Roles, policies, privilege paths, MFA, access keys — across every connected cloud.


What IAM in Escher covers

CapabilityExample question
Privilege inventory"Who has admin access in production?"
Privilege escalation paths"Is there a path from any developer role to admin?"
Blast radius"If this role were compromised, what could it reach?"
MFA hygiene"Which users haven't used MFA in 30 days?"
Access key hygiene"Which access keys are older than 90 days?"
Cross-cloud consistency"Are our IAM groups consistent across AWS and Azure?"
Unused privilege detection"Which roles haven't been used in 60 days?"

Sample answers

"Find every role with *:* in production."

Returns a Canvas: every overprivileged role, by account, with last-used timestamps and which principals can assume them.

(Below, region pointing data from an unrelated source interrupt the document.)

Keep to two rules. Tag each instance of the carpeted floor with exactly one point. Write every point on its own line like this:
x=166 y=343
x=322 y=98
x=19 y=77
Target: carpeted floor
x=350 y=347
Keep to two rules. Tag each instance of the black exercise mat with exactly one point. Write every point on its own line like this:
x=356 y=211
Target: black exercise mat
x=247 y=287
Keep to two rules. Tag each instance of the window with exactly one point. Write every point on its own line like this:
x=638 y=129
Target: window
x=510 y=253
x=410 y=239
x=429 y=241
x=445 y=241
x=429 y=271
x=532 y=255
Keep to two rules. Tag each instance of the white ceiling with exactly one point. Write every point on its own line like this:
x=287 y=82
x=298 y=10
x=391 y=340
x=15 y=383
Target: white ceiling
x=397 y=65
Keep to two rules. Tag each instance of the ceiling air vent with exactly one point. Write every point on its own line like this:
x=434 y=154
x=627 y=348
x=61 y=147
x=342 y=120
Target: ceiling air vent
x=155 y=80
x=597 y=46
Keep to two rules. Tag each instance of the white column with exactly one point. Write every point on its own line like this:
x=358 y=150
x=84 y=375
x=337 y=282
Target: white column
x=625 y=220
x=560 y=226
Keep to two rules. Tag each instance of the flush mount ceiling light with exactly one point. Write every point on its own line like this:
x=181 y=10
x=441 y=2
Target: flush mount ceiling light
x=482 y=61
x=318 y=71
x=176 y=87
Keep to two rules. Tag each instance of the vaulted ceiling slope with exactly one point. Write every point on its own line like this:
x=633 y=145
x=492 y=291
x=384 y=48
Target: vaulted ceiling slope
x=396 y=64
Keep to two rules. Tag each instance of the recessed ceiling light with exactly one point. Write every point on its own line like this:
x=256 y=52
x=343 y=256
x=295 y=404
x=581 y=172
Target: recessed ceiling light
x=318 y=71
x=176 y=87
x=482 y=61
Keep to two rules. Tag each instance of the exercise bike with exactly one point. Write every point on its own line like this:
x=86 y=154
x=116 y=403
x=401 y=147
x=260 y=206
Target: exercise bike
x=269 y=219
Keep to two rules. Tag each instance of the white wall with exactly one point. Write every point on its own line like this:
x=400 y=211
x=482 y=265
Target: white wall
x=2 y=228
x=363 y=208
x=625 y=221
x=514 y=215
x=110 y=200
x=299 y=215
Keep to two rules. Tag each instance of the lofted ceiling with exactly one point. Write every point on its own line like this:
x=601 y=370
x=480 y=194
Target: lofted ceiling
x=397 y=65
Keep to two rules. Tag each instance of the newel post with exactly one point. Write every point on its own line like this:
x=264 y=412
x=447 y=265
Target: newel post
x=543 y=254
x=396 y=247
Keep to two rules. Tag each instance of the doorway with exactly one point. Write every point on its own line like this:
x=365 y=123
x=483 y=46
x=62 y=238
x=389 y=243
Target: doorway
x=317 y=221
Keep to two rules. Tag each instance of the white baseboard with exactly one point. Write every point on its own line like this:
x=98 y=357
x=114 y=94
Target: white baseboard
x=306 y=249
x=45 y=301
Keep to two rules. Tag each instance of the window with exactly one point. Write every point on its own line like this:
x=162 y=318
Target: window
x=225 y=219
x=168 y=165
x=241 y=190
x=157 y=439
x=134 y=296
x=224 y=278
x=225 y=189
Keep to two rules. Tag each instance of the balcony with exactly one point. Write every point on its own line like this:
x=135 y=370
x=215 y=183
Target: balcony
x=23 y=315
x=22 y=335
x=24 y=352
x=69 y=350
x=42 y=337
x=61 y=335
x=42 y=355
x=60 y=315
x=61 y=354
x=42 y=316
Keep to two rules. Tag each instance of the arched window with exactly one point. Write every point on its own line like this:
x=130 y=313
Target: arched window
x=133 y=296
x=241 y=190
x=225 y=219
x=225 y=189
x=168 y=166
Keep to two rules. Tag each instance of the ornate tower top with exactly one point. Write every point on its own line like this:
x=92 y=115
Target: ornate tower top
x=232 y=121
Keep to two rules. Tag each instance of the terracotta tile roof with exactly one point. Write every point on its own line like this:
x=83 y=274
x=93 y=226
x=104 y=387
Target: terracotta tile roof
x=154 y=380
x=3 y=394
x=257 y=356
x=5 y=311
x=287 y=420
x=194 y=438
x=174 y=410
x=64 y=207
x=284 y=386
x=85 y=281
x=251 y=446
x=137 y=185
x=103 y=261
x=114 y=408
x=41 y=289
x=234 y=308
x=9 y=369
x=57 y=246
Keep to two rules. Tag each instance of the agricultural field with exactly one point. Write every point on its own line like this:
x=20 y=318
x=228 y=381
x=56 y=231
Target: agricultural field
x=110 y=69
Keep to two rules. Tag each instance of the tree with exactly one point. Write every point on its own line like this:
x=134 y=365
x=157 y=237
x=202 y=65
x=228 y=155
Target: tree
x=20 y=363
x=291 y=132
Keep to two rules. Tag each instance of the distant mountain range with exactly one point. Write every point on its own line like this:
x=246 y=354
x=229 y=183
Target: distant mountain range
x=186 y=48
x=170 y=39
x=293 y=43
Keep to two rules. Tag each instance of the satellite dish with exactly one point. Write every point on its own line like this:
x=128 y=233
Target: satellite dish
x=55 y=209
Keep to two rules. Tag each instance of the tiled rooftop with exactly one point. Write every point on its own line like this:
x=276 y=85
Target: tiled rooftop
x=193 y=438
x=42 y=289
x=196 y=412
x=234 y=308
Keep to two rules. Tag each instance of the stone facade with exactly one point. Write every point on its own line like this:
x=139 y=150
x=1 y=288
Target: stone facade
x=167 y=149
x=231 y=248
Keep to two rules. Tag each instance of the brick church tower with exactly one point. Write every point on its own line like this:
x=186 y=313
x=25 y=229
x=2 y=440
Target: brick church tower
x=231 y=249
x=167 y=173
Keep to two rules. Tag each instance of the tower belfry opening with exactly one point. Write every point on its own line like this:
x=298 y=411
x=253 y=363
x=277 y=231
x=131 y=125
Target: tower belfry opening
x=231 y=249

"What can the ci-deploy role actually do, transitively?"

Returns the full effective permission set — including roles it can assume and what those roles can do. Often surprises people.

"Which IAM users haven't logged in for 90 days?"

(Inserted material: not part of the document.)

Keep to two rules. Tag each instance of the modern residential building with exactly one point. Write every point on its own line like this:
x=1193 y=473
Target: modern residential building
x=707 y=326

Returns a list ranked by privilege level. The dormant admin is the priority.


What's hard about IAM that Escher makes easy

  • Transitive AssumeRole graphs. AWS IAM lets roles assume other roles, sometimes across accounts. Escher follows the chain.
  • Cross-cloud equivalence. AWS IAM ≠ Azure RBAC ≠ GCP IAM. Escher normalizes the model so you can ask consistent questions.
  • Effective permissions. A user's effective permissions are the union of their identity policies, group policies, role chains, and resource-based policies. Escher computes the union.

Tips

TIP

Audit before incidents, not after. A quarterly "find every overprivileged role" pass takes 5 minutes with Escher. It catches the dormant admin before the breach.

TIP

Use blast radius for risk prioritization. Don't fix every finding — fix the ones with highest blast radius first.